21.04.2020 21:41 |

„Wir müssen handeln“

UNO: Krise könnte Zahl der Hungernden verdoppeln

Die Coronavirus-Pandemie könnte die Zahl der Hungernden weltweit nach Angaben der Vereinten Nationen (UNO) fast verdoppeln. Die Zahl der Menschen, die akut Hunger leiden, könne wegen der wirtschaftlichen Folgen der Pandemie in diesem Jahr auf 265 Millionen ansteigen, teilte das Welternährungsprogramm (WFP) am Dienstag mit. Das wären fast doppelt so viele wie 2019, als 135 Millionen Menschen von Ernährungskrisen betroffen waren. „Wir müssen jetzt gemeinsam handeln, um die Auswirkungen dieser weltweiten Katastrophe abzumildern“, sagte der WFP-Experte Arif Husain.

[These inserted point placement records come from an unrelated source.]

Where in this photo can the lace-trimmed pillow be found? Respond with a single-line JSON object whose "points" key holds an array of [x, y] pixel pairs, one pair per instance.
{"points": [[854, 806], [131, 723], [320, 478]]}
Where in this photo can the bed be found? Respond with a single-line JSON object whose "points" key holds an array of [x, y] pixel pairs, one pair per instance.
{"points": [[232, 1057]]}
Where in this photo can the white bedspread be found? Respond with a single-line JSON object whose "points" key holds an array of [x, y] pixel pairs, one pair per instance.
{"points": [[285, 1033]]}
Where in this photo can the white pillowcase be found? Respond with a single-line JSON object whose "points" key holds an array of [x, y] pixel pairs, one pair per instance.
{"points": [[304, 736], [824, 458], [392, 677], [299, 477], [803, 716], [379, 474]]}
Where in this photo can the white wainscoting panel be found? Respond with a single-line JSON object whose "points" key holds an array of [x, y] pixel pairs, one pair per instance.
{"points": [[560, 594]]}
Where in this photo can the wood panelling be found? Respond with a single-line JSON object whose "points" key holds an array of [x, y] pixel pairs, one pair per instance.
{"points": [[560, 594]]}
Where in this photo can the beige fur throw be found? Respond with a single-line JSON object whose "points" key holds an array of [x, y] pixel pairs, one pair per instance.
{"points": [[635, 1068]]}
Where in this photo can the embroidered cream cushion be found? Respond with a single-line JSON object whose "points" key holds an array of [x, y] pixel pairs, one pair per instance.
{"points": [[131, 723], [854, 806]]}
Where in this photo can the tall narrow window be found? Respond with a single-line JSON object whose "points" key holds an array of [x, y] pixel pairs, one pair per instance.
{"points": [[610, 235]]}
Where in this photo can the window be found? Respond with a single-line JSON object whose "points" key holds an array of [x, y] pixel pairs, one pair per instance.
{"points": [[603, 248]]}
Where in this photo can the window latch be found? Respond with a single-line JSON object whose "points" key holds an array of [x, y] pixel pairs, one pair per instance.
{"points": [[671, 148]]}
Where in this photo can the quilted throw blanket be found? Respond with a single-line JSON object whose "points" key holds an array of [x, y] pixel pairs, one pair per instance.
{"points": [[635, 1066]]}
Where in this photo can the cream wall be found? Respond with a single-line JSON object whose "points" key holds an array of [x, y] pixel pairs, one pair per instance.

Schon vor der Pandemie habe die Ernährungsunsicherheit in vielen Ländern zugenommen, erklärte das WFP in einem Bericht zu weltweiten Ernährungskrisen, den es zusammen mit der UN-Ernährungs- und Landwirtschaftsorganisation (FAO) erstellt hat. Demnach waren im vergangenen Jahr 135 Millionen Menschen in 55 Ländern von akuten Ernährungskrisen betroffen. Das waren bereits über 20 Millionen Menschen mehr als noch 2018 und die höchste Zahl seit vier Jahren.

Mit 73 Millionen Hungernden war Afrika dem Bericht zufolge im vergangenen Jahr am stärksten betroffen. Besonders viele Menschen hatten demnach im Südsudan, im Jemen und in Afghanistan nicht genug zu Essen.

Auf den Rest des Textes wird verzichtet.